In a previous study,²⁷ we reported the optimization of furfural production from corncob through steam stripping experiments using a reaction kinetics based severity, namely the combined hydrolysis factor (CHF).²⁸ Optimal furfural yield can be achieved in a CHF range of 830–1850. Here we extended the previous study to include efficient hexose conversion to LA for a corncob biorefinery operation. A CHF of 2200 was chosen in designing the first-step furfural production in the present study, which is higher than the upper range of CHF of 1850 for optimal furfural production.
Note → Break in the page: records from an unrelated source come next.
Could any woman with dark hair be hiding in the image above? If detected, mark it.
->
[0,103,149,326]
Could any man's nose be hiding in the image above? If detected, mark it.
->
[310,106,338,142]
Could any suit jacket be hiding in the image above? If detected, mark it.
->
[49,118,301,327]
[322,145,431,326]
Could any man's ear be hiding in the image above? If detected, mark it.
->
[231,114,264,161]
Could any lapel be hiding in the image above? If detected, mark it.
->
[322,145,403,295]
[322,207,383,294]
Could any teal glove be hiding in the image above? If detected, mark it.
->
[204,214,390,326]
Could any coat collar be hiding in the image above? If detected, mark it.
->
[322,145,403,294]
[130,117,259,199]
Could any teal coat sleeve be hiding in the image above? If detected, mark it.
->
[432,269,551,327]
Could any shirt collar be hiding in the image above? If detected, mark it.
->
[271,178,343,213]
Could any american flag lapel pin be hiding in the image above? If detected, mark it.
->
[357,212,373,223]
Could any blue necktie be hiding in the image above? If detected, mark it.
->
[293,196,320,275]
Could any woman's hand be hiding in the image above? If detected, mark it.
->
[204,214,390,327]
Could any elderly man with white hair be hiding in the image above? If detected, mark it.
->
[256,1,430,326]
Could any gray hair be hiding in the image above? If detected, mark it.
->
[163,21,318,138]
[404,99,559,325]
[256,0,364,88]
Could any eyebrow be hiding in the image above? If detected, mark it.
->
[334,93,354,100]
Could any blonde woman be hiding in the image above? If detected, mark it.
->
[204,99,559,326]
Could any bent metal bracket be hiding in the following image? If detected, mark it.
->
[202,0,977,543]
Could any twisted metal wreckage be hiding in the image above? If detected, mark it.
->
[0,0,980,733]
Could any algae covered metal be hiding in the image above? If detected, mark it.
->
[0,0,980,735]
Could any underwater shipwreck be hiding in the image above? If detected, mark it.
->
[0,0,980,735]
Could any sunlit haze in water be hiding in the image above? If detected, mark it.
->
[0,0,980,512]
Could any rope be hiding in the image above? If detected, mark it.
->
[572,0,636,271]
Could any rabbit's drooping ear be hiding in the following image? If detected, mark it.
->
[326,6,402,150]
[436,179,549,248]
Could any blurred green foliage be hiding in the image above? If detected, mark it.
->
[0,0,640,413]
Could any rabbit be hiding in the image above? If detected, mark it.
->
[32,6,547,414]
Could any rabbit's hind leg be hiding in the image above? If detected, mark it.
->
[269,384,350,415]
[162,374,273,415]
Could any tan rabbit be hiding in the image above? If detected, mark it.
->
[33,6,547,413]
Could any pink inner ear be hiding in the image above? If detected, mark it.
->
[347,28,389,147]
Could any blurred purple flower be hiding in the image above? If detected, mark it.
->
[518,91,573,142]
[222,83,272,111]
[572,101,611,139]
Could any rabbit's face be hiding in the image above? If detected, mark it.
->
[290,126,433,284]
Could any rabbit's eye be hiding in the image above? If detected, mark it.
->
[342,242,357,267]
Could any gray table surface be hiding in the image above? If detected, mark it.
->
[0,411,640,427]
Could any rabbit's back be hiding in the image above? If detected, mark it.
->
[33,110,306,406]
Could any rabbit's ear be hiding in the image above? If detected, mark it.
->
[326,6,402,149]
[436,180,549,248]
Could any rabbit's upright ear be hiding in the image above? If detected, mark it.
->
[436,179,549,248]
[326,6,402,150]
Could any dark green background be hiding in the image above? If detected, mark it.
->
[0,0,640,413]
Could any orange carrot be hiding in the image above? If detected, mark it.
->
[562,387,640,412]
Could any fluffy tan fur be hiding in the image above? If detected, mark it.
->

This is in consideration of our previous study²⁷ that indicated a higher severity can increase HMF production for maximizing LA yield. The elevated CHF did reduce furfural yields approximately 10% compared with the optimal 70% theoretical furfural yields reported previously at a CHF of approximately 1600 using the same p-TsOH concentration and similar temperatures but with longer reaction times. In the present study, four schemes for first-step furfural production were used as listed in Table 1 followed by the variation of reaction temperature in the second-step to maximize LA yield.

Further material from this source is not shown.